The underpinnings of trademark law are founded about the principle of first used, first in right. Filing of your trademark application typically constitutes use, but so does simply making use of the trademark. In fact, in a few states you must use the trademark publicly before filing a trademark application, as well as in the federal trademark system, a trademark must be used in interstate commerce before it may register. Therefore, utilize your trademark.
Once you’ve settled on and adopted your trademark you must identify it as a a trademark through the use of either ™ or ® as appropriate. Check your local state laws regarding the usage of.
In the majority of states, trademark rights can be asserted regionally totally free, simply by applying the T to some product (done by typing the letters “t” and “m” between two parentheses. The writing program automatically shrinks and raises it to offer the T appearance.)

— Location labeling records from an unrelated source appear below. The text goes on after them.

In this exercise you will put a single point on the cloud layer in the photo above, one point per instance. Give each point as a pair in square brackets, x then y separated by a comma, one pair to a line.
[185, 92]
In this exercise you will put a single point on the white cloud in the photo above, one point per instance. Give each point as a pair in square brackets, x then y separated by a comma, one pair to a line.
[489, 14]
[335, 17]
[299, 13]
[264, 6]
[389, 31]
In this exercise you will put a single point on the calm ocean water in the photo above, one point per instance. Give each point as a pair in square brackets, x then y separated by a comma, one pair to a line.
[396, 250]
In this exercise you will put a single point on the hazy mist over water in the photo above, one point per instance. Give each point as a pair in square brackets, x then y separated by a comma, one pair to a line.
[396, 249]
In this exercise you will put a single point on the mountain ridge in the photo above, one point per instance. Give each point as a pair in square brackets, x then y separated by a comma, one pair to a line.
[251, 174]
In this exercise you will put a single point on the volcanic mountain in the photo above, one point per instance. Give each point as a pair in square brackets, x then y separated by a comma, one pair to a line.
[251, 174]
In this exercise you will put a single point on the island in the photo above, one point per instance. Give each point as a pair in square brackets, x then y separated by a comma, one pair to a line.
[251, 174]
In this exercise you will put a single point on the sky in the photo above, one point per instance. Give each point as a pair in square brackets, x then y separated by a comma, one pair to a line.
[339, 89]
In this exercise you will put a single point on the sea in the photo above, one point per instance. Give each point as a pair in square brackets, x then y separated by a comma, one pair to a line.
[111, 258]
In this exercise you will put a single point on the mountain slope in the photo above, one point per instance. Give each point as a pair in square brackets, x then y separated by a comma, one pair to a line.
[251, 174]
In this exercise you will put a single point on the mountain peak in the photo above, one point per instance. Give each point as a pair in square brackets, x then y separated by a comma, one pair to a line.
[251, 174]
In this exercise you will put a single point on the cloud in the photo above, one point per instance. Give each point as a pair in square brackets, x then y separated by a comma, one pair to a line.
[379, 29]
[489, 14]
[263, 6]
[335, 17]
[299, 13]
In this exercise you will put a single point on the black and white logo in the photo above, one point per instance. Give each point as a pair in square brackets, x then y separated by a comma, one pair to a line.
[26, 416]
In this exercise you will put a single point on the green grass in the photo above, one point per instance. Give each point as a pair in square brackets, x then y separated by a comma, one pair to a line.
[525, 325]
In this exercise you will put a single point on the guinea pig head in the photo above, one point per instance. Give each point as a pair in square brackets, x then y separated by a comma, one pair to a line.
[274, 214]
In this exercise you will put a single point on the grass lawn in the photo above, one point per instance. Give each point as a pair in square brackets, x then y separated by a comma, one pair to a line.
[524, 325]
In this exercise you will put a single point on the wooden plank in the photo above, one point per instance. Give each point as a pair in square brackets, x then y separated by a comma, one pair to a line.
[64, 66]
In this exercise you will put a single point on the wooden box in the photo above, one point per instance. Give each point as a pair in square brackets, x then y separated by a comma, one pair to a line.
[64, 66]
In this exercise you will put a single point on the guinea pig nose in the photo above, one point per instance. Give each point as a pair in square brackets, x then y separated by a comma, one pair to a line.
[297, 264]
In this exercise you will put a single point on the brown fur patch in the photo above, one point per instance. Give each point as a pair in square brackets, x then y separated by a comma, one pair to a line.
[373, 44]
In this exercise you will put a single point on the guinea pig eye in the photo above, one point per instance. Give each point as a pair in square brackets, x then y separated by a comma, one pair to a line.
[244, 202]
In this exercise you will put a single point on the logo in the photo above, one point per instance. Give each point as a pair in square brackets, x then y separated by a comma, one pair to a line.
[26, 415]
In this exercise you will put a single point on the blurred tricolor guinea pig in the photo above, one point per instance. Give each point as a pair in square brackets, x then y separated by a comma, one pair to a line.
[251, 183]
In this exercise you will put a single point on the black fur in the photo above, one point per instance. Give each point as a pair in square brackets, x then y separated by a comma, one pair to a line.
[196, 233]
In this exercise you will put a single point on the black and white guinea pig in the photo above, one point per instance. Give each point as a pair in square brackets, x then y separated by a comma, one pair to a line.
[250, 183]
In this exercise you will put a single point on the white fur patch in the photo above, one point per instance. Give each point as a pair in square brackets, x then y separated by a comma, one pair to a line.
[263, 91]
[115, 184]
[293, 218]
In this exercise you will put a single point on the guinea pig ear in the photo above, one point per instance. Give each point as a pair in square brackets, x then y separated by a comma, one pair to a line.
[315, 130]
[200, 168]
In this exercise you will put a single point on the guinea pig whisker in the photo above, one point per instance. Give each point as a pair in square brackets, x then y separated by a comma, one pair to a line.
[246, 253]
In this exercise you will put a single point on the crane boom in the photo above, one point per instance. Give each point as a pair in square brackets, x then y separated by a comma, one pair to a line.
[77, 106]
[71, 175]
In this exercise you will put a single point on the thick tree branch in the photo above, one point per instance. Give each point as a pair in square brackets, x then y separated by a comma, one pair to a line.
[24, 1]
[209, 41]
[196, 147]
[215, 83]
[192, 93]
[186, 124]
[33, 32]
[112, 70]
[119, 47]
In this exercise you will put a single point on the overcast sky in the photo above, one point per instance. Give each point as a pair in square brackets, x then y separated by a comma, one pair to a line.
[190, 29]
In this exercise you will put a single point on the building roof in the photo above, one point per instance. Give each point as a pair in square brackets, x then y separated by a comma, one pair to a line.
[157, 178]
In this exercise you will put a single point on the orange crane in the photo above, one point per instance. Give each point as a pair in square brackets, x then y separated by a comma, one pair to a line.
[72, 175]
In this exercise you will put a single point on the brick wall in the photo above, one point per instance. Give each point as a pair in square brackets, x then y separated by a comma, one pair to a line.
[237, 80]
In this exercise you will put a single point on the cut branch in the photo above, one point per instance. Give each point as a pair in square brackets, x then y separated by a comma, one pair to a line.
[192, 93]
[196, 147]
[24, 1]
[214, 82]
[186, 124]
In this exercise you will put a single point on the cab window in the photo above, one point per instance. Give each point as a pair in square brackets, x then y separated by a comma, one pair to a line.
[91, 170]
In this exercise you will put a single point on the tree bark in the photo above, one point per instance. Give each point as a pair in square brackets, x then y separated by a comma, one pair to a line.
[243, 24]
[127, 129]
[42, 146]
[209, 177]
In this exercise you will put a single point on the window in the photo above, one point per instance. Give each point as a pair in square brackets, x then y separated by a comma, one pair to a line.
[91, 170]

Second, a trademark can be registered using the U.S. Patent and Trademark office and overseas. This is a faster process, taking only 10 to 14 months. Once it is registered as a Usa federally registered trademark, use the ® (also typed by inserting the “r” between parentheses).
I actually have always mentioned that intellectual property, patents, trademarks and copyrights are only tools inside your inventing tool box. While using right tool can be extremely valuable. The nicest thing about new invention idea is that it can find you time to determine which other tools may be necessary. Likewise, trademarks can be a valuable tool inventors overlook.